After meeting up for burritos with Larry I bike home to take the dog out. It’s 3PM but I am clocking out. Is that because I’m lazy? No, it’s because I have Spikeball with a group of students tonight at 7PM. The next two hours consist of a Netflix show, grocery shopping, and a dog walk. Now that it’s 5:30PM, Jill should be home soon. SQUEEEEAAKK. I need to fix her bike brake. We spend the next 80 minutes cooking and eating food and catching up on each other’s days. It’s suddenly time for me to leave again for work.
Spikeball with the students was a blast for me. I get to spend time with fun people playing a sport I love. On the surface level, it just seems like an evening Spikeball session. What I don’t realize at the time is that one of the students who came tonight had just been wondering if anyone really cared to spend time with him. Another student saw the way I raveled up my competitive spirit and then the way I unraveled it and apologized when I realized how I was acting. Lucky for me, RUF does not expect me to live perfectly. What I can do is live as an example and ask forgiveness when I fall short. Both of these students walked away with something more than just Spikeball.

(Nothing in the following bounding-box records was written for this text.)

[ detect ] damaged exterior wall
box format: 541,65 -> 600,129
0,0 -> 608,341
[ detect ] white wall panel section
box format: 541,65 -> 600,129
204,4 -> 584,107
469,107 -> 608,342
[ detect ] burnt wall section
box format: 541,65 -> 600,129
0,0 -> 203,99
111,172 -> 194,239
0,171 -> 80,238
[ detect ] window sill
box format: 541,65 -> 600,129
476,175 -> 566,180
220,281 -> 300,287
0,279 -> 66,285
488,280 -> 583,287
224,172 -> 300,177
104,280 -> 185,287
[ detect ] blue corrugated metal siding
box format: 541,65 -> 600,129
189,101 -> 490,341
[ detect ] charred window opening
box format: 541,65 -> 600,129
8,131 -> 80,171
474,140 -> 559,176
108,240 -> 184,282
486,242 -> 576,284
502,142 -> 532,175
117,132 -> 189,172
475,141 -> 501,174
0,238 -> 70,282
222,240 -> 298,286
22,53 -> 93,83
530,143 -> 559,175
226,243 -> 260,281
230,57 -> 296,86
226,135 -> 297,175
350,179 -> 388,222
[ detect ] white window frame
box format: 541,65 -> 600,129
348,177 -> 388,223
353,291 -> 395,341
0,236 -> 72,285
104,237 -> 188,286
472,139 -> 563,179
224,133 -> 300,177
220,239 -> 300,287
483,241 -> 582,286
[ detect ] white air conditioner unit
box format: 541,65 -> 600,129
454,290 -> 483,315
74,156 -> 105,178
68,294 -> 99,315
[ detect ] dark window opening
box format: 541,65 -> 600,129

I shower off at home and watch a TV show with Jill, snuggled up on the couch. Today flew by. I am planning on parking myself in the corner of the cafeteria on campus tomorrow to get some admin work done. I will get some work done, but I will also probably run into and catch up with some students. I’m so thankful for this opportunity in my life. I have always felt called to serve in ministry, and RUF gives me that chance.